Calvin part d’une autre perspective pour écarter encore plus l’usage des sacrements. Il met en avant, et c’est un aspect positif de son enseignement, la grandeur de Dieu, sa souveraineté. Mais au lieu de s’émerveiller de ce que malgré sa grandeur Dieu vienne jusqu’à nous, il rejette tout ce qui pourrait sembler être une mainmise sur Dieu, une manière de l’obliger à nous sauver, alors que notre foi ne doit nous pousser qu’à le louer et l’honorer.
Chez l’un et l’autre penseur, et surtout dans leurs successeurs et commentateurs, il y a comme soubassement une certitude inavouée que Dieu ne peut se communiquer à ses créatures, tellement est grande la distance entre elles et lui.
On dirait qu’il y a une impossibilité, dans la théologie protestante élaborée, d’accepter que Dieu puisse mettre quelque chose de lui en l’homme de telle sorte que l’homme l’ait bien effectivement et que, cependant, le don reste au donateur. Ou, ce qui revient au même, il semble impossible, fut-ce après l’intervention de la grâce, que l’homme soit à jamais Dieu ; on dirait qu’il ne pourrait lui appartenir qu’en cessant d’être lui, qu’en s’anéantissant.
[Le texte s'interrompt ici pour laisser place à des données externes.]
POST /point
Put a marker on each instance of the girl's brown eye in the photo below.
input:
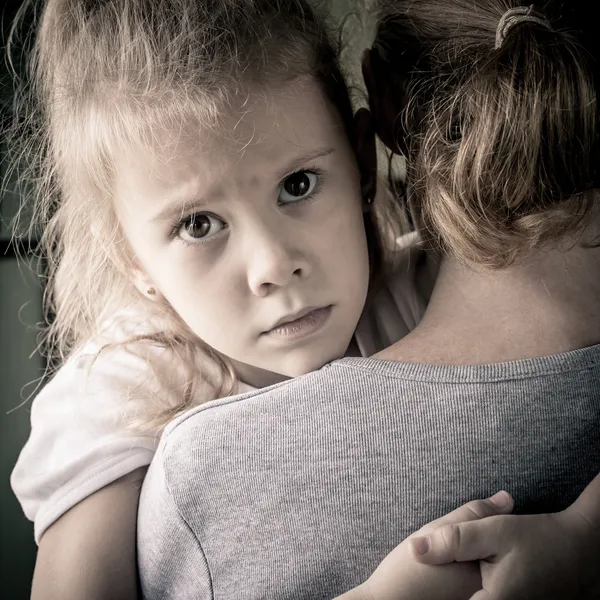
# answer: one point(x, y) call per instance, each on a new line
point(200, 226)
point(297, 186)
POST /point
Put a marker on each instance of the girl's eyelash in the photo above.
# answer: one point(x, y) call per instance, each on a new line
point(314, 170)
point(318, 187)
point(177, 228)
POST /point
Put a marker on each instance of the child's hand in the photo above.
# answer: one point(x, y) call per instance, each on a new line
point(530, 556)
point(401, 577)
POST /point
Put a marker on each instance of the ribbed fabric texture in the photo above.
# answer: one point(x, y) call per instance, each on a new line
point(298, 491)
L’auteur de ce texte, le P. Louis Bouyer, parle d’expérience car de pasteur qu’il était c’est cette réflexion sur l’action de Dieu en nous, la grâce et les sacrements, qui l’a conduit à entrer dans l’Église et à être un des grands théologiens catholiques du XX° siècle. Il raconte cela dans un de ses premiers livres Du protestantisme à l’Église, paru en 1954. L’extrait cité est à la page 162. Pour les gens savants, le P. Bouyer trouve la racine de cette bifurcation dans l’enseignement philosophique du temps, le nominalisme. C’est en effet cette vision philosophique qui a fait craindre aux réformateurs que le sacrement, action voulue par le Christ mais réalisée par un homme, n’en vienne à saper par la base la souveraineté de Dieu, en l’enchaînant dans des choses de ce monde, en le soumettant à une autorité de ce monde. (p. 213). Le P. Bouyer a beau jeu de montrer que cette vision n’a pas grand chose à voir avec la conception catholique des sacrements.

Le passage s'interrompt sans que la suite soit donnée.